Este review não usa álcool nem scores como argumento porque os materiais consultados para a safra 2023 divergem nesses números. A decisão de compra fica, portanto, onde deveria estar: origem, método, estilo e encaixe com o seu paladar.
Para quem compara preço apenas por “Chardonnay”, pode parecer caro diante de rótulos de entrada. A justificativa está em G-Lot, plantio de 1992, altitude, seleção de parcela e estágio. Se esses elementos não importam para você, há opções mais baratas; se importam, o Luca tem coerência.
13. Perguntas frequentes sobre o Luca Chardonnay 2023
Qual é a uva do Luca Chardonnay 2023?
100% Chardonnay.
De onde vem o vinho?
De Gualtallary, em Tupungato, no Valle de Uco, Mendoza.
Qual é a altitude do G-Lot?
Quase 1.500 metros, ou cerca de 5.000 pés.
Quando o G-Lot foi plantado?
Em 1992, segundo Luca Wines.
O vinhedo tem solo calcário?
Sim. A casa descreve solos rochosos com densos sedimentos calcários.
Tem barrica?
Sim. A maior parte fermenta em barrica e o vinho amadurece em carvalho francês.
Quanto da fermentação ocorre em barrica?
80%, segundo Vine Connections; 20% ocorre em tanque.
Quanto de carvalho novo é usado?
20% segundo a ficha técnica consultada.
Quanto tempo amadurece?
Doze meses sobre as borras.
Faz fermentação malolática?
Sim, em 60% do vinho.
É amanteigado?
Pode ter cremosidade, mas a malolática parcial e a acidez de altitude preservam tensão.
Como é o aroma?
Creme de limão, pera assada, fruta tropical, especiarias e notas minerais.
Como é o corpo?
Médio a encorpado.
É um Chardonnay pesado?
É amplo e cremoso, mas a acidez ajuda a evitar sensação excessivamente pesada.
Qual o teor alcoólico?
As fontes consultadas divergem; por rigor, este review não fixa um número.
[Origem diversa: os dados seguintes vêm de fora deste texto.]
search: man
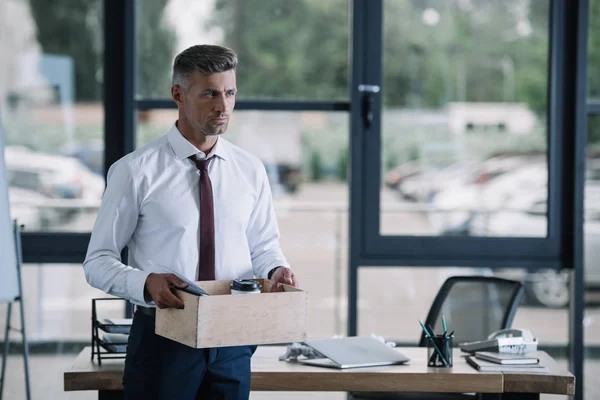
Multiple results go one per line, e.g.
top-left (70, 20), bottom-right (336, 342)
top-left (84, 45), bottom-right (298, 400)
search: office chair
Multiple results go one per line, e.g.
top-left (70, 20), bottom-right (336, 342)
top-left (349, 276), bottom-right (525, 400)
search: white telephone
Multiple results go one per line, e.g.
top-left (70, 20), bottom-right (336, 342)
top-left (459, 329), bottom-right (538, 354)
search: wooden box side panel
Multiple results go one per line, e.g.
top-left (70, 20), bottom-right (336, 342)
top-left (197, 291), bottom-right (308, 348)
top-left (154, 290), bottom-right (198, 347)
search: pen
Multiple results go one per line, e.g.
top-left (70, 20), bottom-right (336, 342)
top-left (419, 321), bottom-right (448, 367)
top-left (442, 314), bottom-right (448, 337)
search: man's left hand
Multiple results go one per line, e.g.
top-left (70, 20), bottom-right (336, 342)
top-left (271, 267), bottom-right (299, 292)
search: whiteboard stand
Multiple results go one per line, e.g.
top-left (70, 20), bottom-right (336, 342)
top-left (0, 221), bottom-right (31, 400)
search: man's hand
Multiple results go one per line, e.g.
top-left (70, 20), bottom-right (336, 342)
top-left (270, 267), bottom-right (299, 292)
top-left (144, 274), bottom-right (188, 310)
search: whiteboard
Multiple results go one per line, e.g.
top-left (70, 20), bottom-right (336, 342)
top-left (0, 111), bottom-right (19, 303)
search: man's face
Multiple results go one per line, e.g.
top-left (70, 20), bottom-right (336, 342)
top-left (173, 70), bottom-right (237, 136)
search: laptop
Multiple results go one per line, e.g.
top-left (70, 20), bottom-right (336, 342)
top-left (298, 336), bottom-right (410, 369)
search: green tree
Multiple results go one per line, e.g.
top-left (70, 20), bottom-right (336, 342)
top-left (136, 0), bottom-right (176, 98)
top-left (29, 0), bottom-right (102, 101)
top-left (29, 0), bottom-right (175, 101)
top-left (211, 0), bottom-right (348, 99)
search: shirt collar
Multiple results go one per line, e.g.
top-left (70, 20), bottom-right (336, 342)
top-left (167, 124), bottom-right (227, 160)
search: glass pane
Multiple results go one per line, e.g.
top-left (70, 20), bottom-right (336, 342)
top-left (0, 0), bottom-right (104, 231)
top-left (583, 117), bottom-right (600, 398)
top-left (380, 0), bottom-right (550, 237)
top-left (137, 110), bottom-right (349, 337)
top-left (358, 267), bottom-right (568, 347)
top-left (588, 0), bottom-right (600, 101)
top-left (136, 0), bottom-right (349, 100)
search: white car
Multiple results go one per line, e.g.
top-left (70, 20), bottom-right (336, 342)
top-left (4, 146), bottom-right (105, 227)
top-left (431, 158), bottom-right (600, 308)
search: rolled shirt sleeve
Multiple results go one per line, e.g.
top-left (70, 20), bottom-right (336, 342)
top-left (246, 164), bottom-right (290, 278)
top-left (83, 159), bottom-right (153, 306)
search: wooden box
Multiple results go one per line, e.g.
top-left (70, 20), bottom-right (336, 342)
top-left (155, 279), bottom-right (308, 348)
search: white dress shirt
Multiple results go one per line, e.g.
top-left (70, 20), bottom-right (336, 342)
top-left (83, 125), bottom-right (289, 306)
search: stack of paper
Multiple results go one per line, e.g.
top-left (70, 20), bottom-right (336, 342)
top-left (465, 351), bottom-right (548, 372)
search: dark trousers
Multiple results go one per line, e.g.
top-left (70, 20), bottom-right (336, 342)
top-left (123, 311), bottom-right (256, 400)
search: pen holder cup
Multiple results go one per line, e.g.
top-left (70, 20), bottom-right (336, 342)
top-left (427, 335), bottom-right (452, 368)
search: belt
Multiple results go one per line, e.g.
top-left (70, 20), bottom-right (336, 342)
top-left (136, 306), bottom-right (156, 318)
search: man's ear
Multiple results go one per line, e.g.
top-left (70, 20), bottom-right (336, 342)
top-left (171, 85), bottom-right (183, 107)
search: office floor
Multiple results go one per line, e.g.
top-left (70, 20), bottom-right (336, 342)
top-left (4, 355), bottom-right (584, 400)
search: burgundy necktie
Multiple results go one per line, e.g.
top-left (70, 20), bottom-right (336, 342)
top-left (190, 156), bottom-right (215, 281)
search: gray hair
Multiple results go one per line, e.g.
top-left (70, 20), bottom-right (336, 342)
top-left (172, 44), bottom-right (238, 89)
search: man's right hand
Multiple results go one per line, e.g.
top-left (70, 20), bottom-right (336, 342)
top-left (144, 273), bottom-right (188, 310)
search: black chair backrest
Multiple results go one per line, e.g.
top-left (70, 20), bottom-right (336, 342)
top-left (419, 276), bottom-right (524, 347)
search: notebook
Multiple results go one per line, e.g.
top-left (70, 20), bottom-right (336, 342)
top-left (475, 351), bottom-right (540, 365)
top-left (298, 336), bottom-right (410, 369)
top-left (465, 356), bottom-right (548, 373)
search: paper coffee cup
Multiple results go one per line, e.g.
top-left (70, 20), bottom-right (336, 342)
top-left (229, 279), bottom-right (262, 294)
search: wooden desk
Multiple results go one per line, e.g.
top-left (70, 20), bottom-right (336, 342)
top-left (64, 346), bottom-right (575, 400)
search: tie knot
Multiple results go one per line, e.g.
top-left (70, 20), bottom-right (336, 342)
top-left (190, 156), bottom-right (213, 172)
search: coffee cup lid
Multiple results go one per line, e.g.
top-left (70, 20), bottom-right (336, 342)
top-left (230, 279), bottom-right (262, 292)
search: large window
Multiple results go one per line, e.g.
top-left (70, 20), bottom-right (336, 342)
top-left (136, 0), bottom-right (349, 101)
top-left (380, 0), bottom-right (550, 237)
top-left (0, 0), bottom-right (104, 232)
top-left (588, 0), bottom-right (600, 102)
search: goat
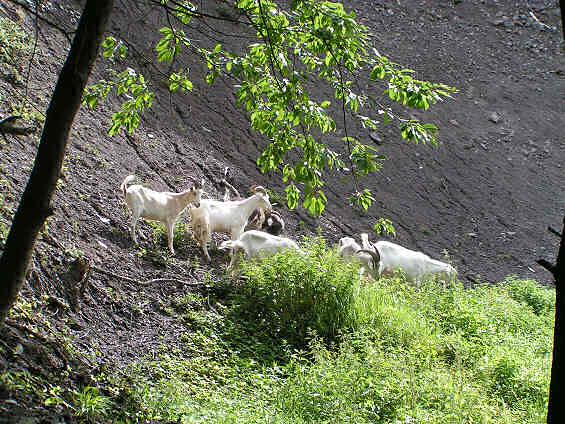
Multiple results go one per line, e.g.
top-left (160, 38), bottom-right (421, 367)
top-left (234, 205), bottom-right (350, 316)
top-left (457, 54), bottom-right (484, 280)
top-left (361, 233), bottom-right (457, 285)
top-left (188, 186), bottom-right (271, 260)
top-left (220, 230), bottom-right (304, 272)
top-left (120, 175), bottom-right (202, 255)
top-left (338, 237), bottom-right (380, 278)
top-left (222, 171), bottom-right (284, 236)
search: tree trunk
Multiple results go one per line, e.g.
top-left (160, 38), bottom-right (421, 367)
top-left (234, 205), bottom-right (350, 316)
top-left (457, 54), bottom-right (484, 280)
top-left (0, 0), bottom-right (114, 326)
top-left (539, 215), bottom-right (565, 424)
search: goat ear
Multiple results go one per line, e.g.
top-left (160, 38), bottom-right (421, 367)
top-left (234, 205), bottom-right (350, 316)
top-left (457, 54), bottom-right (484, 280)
top-left (252, 186), bottom-right (267, 195)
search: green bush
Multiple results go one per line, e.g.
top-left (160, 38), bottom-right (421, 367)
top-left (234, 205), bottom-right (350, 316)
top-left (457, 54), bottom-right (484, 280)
top-left (231, 241), bottom-right (359, 348)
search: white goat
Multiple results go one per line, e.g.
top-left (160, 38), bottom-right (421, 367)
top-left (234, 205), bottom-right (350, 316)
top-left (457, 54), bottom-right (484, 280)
top-left (188, 203), bottom-right (212, 262)
top-left (220, 230), bottom-right (303, 272)
top-left (188, 186), bottom-right (271, 260)
top-left (120, 175), bottom-right (202, 255)
top-left (361, 233), bottom-right (457, 285)
top-left (338, 237), bottom-right (379, 278)
top-left (222, 175), bottom-right (284, 236)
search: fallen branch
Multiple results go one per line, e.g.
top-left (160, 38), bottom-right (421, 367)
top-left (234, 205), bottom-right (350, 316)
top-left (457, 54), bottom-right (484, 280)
top-left (547, 227), bottom-right (563, 237)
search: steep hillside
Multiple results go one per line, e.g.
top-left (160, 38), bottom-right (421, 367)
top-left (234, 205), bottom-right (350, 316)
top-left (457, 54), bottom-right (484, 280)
top-left (0, 0), bottom-right (565, 418)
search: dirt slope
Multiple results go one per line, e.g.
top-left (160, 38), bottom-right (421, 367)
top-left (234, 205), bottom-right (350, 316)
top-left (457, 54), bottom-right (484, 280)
top-left (0, 0), bottom-right (565, 422)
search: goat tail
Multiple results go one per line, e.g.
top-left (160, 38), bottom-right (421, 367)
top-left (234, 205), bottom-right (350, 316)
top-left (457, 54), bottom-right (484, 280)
top-left (120, 175), bottom-right (135, 199)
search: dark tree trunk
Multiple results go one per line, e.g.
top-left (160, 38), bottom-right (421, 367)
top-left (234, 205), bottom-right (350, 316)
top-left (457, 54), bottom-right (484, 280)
top-left (538, 216), bottom-right (565, 424)
top-left (0, 0), bottom-right (114, 325)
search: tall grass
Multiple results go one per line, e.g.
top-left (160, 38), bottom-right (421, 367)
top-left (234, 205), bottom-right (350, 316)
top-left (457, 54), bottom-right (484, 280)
top-left (106, 240), bottom-right (554, 424)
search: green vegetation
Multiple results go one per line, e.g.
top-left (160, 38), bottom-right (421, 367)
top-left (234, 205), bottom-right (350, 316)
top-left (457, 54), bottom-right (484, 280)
top-left (96, 240), bottom-right (554, 424)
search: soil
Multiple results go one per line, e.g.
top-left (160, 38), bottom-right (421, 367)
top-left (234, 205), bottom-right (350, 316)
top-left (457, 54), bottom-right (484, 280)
top-left (0, 0), bottom-right (565, 422)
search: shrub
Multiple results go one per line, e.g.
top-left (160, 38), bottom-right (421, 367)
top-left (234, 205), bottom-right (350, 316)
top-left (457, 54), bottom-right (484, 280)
top-left (502, 278), bottom-right (555, 315)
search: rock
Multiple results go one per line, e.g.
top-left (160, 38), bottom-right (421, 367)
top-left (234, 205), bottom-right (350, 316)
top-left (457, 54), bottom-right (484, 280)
top-left (488, 112), bottom-right (502, 124)
top-left (369, 131), bottom-right (383, 146)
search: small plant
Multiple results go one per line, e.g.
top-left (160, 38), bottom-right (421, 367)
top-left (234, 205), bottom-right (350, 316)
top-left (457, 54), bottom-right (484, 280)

Tem pontuação na safra 2023?
Há pontuações em materiais oficiais e comerciais, mas elas divergem entre documentos consultados; por isso não são usadas como argumento.
Qual a temperatura de serviço?
9–11°C, segundo a Mistral.
Precisa decantar?
Não é necessário.
Combina com lagosta?
Sim.
Combina com cogumelos?
Sim, especialmente risotos e molhos cremosos.
Combina com frango?
Sim.
Combina com pratos de manteiga?
Sim, desde que a acidez do vinho mantenha equilíbrio.
É para beber agora?
Sim. A estrutura também permite alguma evolução, mas as fontes brasileiras atuais não trazem uma janela de guarda confiável.
Para quem ele é mais indicado?
Para quem gosta de Chardonnay com textura e barrica, mas ainda exige frescor e acidez.